If this record was a college class, it would be titled “STONER ROCK 101”. What goes on inside “Black Power Flower” is the absolute necessary for the genre, yet the pillars holding this creation up are the compact, finger-licking-good fuzzy sound of the guitars and the bass. Would you expect something less from one of the pioneers of stoner rock/metal, a member of the group that gave the guiding light for a whole genre? I certainly would not.

With the notable “holy” plant that also helped shape the stoner rock scene being the center of the cover artwork, you pretty much know where this is going right from the start. The first notes of “Controllers Destroyed” are also there to help you get the point and I’m pretty sure that after a minute or two you won’t need any other hints.

70’s southern rock and proto-doom are sitting comfortably in a speeding smoked up that strolls through the Sky Valley. The sun caresses their skin and the wind provides little comfort, though its touch is much welcome. Their thoughts transform into riffs, lazy and stoked, but weirdly optimistic and energetic at the same time, providing the right stuff for a party or just a chilled, sunny afternoon. Each note of the first five tracks is filled with a groovy rhythm that makes every note matter. I mean real no-fillers-allowed shit right here.

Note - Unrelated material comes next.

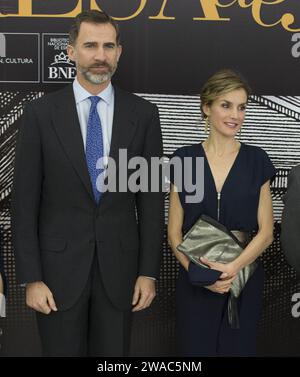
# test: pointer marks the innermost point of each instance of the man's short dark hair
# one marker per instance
(93, 17)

This is the more straightforward side of the album, a surf in southern/desert rock sand waves, destined to make asses move, beers open, heads nod in trance, and in general make any worries go away and provoke you to chill the fuck out in any way you want. You might find this description generic, but this is because “Black Power Flower” is also generic in the best possible way. When you have a music that is based on groove and a small amount of riffs, you better make these two elements worthwhile. And I’ll be damned if that doesn’t happen in here.

Although “Boogie Woogie On Your Brain” and “Ain’t No Runnin’” will bring up a small decline in the streak of awesome tracks, the 3 final songs come as a hazy burnout of the thoughts of our friends who were riding that car described earlier. Southern blues rock will be mixed with psychedelic stretches and the guitar sound becomes even more intoxicating since it’s released from the chains of the verse-chorus patent. Solos that feel like they’ve jumped out of the “Desert Sessions” make their way in your mind as the laid back rhythm section speeds up and you don’t even notice it amongst the awesomeness (“Hustler’s Blues”).

The album ends with one of the three best songs in there (“Where you from, man”), which is based on two quite simple riffs, but mister Bjork works his magic to make it sound far more deep and perplexed than it is. Although he has already a myth built up thanks to his career, Brant Bjork does not rest and gives out another record that honors the principles of a genre he largely helped be created and more importantly slaps around many bands that try to play the “bad motherfucker stoner rock” game (besides being tons of fun for those who worship stoner rock).

The final point is this: Do you enjoy Kyuss? Do you enjoy the more stoned side of Black Sabbath? Do you enjoy the dirty, fuzzy guitar sound that doesn’t sound like it’s been produced in a plastic factory and it heats up the room no matter the temperature? If you’ve nodded “Yes” in any of the above, please, do get some beer, a smoke or whatever floats your boat and let “Black Power Flower” roll. Don’t pass it by as “just another solo side project” because it is much more than that.